International Solar Alliance meets in Paris to define roadmap for raising $1 billion.
NEW DELHI: The International Solar Alliance has begun working on a Common Risk Mitigation mechanism and is aiming to gather $1 billion under it by December 2018.
“There is a task force headed by the Terrawatt Initiative (TWI) with members from the World Bank Group, The Currency Exchange Fund (TCX), the Council on Energy, Environment and Water (CEEW), and also the Confederation of Indian Industries (CII),” Upendra Tripathy, Interm Director-General, ISA, told BusinessLine.
“This task force is holding a meeting on December 11 in Paris to define the fund-raising roadmap for the Common Risk Mitigating Mechanism (CRMM). The recommendations of this committee will be placed before the ISA steering committee,” he added.
According to the minutes of the fifth meeting of the International Steering Committee of ISA, the objective of CRMM is de-risking and reducing the financial cost of solar projects in member countries. The mechanism is slated to be rolled out by December 2018.
“CRMM will act as a pooled insurance with limited liability. Banks and multi-lateral institutions can contribute to the fund for a marginal premium. This will lower the cost of capital for developing renewable energy projects.
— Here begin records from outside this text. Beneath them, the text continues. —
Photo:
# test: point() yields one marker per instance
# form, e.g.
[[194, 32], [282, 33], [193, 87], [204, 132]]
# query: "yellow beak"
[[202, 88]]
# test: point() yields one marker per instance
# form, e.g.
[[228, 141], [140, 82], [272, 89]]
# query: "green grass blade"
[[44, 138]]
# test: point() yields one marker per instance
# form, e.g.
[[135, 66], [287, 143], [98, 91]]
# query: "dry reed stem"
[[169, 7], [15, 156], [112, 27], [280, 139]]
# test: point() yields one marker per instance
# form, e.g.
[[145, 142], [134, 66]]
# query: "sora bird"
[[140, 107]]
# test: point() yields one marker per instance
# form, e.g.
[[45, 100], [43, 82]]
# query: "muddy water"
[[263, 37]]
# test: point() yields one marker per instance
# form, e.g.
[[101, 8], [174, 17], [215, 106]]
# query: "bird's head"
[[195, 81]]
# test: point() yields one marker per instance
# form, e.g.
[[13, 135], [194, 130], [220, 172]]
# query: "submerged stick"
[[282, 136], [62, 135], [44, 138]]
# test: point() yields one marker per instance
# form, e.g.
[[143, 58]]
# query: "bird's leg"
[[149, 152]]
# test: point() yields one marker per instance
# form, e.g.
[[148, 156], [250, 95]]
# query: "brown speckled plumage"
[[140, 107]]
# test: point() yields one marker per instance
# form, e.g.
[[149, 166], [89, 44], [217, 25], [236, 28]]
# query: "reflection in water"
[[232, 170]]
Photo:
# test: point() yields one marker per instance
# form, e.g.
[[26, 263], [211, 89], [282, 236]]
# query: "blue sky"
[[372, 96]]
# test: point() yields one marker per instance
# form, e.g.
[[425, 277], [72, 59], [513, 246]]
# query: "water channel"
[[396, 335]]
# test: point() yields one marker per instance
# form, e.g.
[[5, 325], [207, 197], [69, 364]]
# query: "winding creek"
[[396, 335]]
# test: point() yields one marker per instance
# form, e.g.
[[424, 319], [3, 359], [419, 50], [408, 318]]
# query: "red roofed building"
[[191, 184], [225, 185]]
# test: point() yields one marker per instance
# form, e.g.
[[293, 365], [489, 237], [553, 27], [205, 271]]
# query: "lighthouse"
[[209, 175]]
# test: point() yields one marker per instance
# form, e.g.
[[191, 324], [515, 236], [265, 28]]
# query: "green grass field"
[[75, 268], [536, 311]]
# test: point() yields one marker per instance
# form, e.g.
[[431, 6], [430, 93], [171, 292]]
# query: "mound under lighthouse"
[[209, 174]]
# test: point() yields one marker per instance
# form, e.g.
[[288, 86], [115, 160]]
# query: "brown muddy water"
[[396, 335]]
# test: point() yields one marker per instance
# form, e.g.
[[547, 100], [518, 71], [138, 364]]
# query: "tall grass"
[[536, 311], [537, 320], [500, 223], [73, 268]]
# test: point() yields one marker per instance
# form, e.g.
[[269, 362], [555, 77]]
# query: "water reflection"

“The premium will be comparable to the rates by Exim banks. We hope it to be less than 1 per cent. We aim to have $1 billion under CRMM by December-end next year,” Tripathy said.
Funds raised
It is understood that the CRMM fund already has channelled $250 million through the India-UK Fund. The body aims to raise another $350 million through the Green Climate Fund and around $250 million from private investors. A $300-million India-French fund, similar to the India-UK Fund, is also being assessed.
An official aware of the possible CRMM working, said: “The risk basket CRMM will cover will be customised as per the member country. It can vary to cover hurdles such land acquisition to change of government, depending on the magnitude of risk in a member country.”